痛みを無視して微笑む術を私はとっくに学んでしまった。


恋しさに泣く夜はもう来ない。

抜け殻の方がこの世の中は生きやすい。






出張に出たその日に義理の母が怪我をした。
転んで腰骨を骨折してしまったらしい。
出張から戻るもう手術も済み退院していた。 この国では怪我も病気もしたくない。

旦那は男ばかりの3人兄弟。

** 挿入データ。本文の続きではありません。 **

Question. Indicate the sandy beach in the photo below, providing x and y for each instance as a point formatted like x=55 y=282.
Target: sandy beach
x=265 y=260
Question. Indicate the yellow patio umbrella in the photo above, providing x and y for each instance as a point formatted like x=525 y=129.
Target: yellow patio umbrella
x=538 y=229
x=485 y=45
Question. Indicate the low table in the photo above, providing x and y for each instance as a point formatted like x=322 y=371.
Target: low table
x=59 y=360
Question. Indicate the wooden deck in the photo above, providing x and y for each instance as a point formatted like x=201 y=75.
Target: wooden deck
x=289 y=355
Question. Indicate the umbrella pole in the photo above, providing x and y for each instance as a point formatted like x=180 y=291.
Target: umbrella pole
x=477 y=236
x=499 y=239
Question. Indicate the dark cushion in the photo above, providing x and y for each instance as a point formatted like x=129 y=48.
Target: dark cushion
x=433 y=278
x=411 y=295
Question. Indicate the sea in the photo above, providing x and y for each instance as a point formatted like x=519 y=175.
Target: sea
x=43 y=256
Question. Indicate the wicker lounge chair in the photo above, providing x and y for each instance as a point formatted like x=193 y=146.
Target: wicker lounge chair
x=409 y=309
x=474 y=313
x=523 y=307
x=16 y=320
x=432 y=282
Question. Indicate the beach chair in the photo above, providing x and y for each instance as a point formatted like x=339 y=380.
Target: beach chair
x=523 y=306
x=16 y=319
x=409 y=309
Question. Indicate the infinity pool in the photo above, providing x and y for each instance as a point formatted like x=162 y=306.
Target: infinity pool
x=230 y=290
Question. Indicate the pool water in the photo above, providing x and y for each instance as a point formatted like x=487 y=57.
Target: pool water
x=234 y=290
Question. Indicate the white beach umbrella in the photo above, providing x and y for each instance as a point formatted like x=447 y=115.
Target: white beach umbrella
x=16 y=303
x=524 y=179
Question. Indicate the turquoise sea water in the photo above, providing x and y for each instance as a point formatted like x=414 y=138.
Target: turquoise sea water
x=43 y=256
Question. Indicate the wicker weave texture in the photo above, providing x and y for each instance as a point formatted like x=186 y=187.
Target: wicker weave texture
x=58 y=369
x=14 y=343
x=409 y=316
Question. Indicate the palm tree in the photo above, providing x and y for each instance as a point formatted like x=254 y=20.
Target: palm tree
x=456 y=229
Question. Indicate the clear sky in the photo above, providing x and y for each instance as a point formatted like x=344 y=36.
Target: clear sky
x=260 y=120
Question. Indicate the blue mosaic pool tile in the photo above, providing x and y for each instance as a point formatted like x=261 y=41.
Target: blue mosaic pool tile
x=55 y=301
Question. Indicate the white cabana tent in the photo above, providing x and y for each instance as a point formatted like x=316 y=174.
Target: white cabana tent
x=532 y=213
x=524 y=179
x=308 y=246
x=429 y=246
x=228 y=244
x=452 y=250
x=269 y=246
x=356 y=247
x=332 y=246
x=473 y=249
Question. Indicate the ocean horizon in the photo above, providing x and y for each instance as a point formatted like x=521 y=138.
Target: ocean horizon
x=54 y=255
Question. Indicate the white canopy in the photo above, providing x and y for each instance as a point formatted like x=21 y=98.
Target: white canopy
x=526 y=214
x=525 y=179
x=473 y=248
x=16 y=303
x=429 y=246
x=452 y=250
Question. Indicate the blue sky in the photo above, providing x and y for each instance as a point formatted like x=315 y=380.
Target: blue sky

結婚しているのは旦那のみ。
土曜日にお見舞いとお風呂を手伝う為に義母の家に行く。

彼女はとても私に良くしてくれる。
よくある嫁と姑のトラブルとは無縁。 お互いが良くも悪くも個人主義なのだろう。
私と旦那の問題を知ってはいるけど口には出さない。

家族で団らんして彼女のお風呂を手伝った。
旦那と義兄の3人で軽く飲みに行き、電車で1時間の道程を帰宅する。

信号が変わりかけた横断歩道をふざけて笑いながら二人で走る。
不意に強く握られた手を引き寄せてポケットに入れる。

一瞬昔に戻った気がした。
飽きられてしまったならいっその事捨てられてしまいたい。
おもちゃ箱の中で取り出されるのを待つ様な
そんな惨めな時間を過す位なら手放されてしまう方がマシ。
でも彼は所有にこだわり、所有の為に私を手放さない。

何の為に私が必要なのか 私に何を望んでいるのか

きっと一人になりたくないんだろう
私の心はとっくに一人なのに

君は強いから、この台詞は数え切れない程聞きました。


人に強いと言う時は大体その人の希望が入ってます。

強い女は都合が良い だって守らなくってすむのだから。


人前で泣くのが嫌い 泣いても何も変わらないから。

喧嘩で泣くのも嫌い 卑怯な気がするから。


両親が呪文の様に言いました

「アナタハツヨイコダカラ」

愛した彼が言いました

「キミハツヨイヒトダカラ」


みんなそうして私を強くしてくれるのです。

だって強い子じゃない私は私じゃないのですから。

いつの間にか強い私が私を乗っ取ります。

弱い私は望まれません。


涙の行き場がないので代わりに夢の中で泣きました。

夢の中では私は私でいる必要がないのです。

大きな手が助けてくれそうな、そんな所でいつも目が覚めます。

結局その手をつかめる事などないのです。


朝日が昇ったら少し腫れた瞼にアイラインを太めに引き

何もなかった顔をして外に出ます。

弱い私は要らないのです。







この国は私の国ではないけれど

住んでいる以上帰国と言う事になるのだろう。

飛行機が着地する瞬間に軽い頭痛がする。


税金を納めて住んでいても結局は外国人。

時間のかかる列に並ばされる。

熱望して住んでいる訳でもないのに

住んでいる理由を尋問される事に覚える不愉快は

きっと何年住んでも消える事はないんだろう。


不愉快な空港の後は不愉快なホテルまでの道のり。

夕食を結局食べそびれて夕食の代わりにお酒を飲む。

ホテルのバーに女が一人、別に真新しい事でもないのに

やっぱりいつもの視線とアルコールに後押しされた誘いは

いつも私をウンザリさせる。


押し入ってくるほどの勇気もなくあわよくばなんて言う

情けない誘いに乗るほど私は孤独を悲しんでもいなければ

それ程酔えてもいない。

一時の誘いに乗れるほど酔えていたならいっそ楽なのに。


大人3人でも楽に寝られそうなベッドに一人で横になる。

体の感じる物寂しさと同時に不思議な安堵を

感じながら眠りにつく。


明日からまたオフィスでの日々が始まる。



目に弱い。 意思の強い目が好き。

あの人の目はとても強い鋭い目。

最初に会った夜から好きな目だと思った。

秘めたものがある、言葉の要らない目。


触られて押し倒されるのを望んでた。


熱い息が耳にかかる。

頭の中が痺れるのがわかる。


欲情の香りがする。




ちょっと飲みすぎました。

飲み過ぎないように赤ワインを飲んだけど結局飲み過ぎ。

やっぱり開放感のある状態で自制をするのには

私の意思は弱すぎる様です。


出張もそろそろ終わり、あと数日で日々の現実に戻ります。

今日は船の上で食事です。

酔った所で欲情の捌け口もなく持て余すだけ。


欲求不満という言葉は好きではないけれど

Desperateな自分を一人ホテルの部屋で鏡を見ながら自覚する。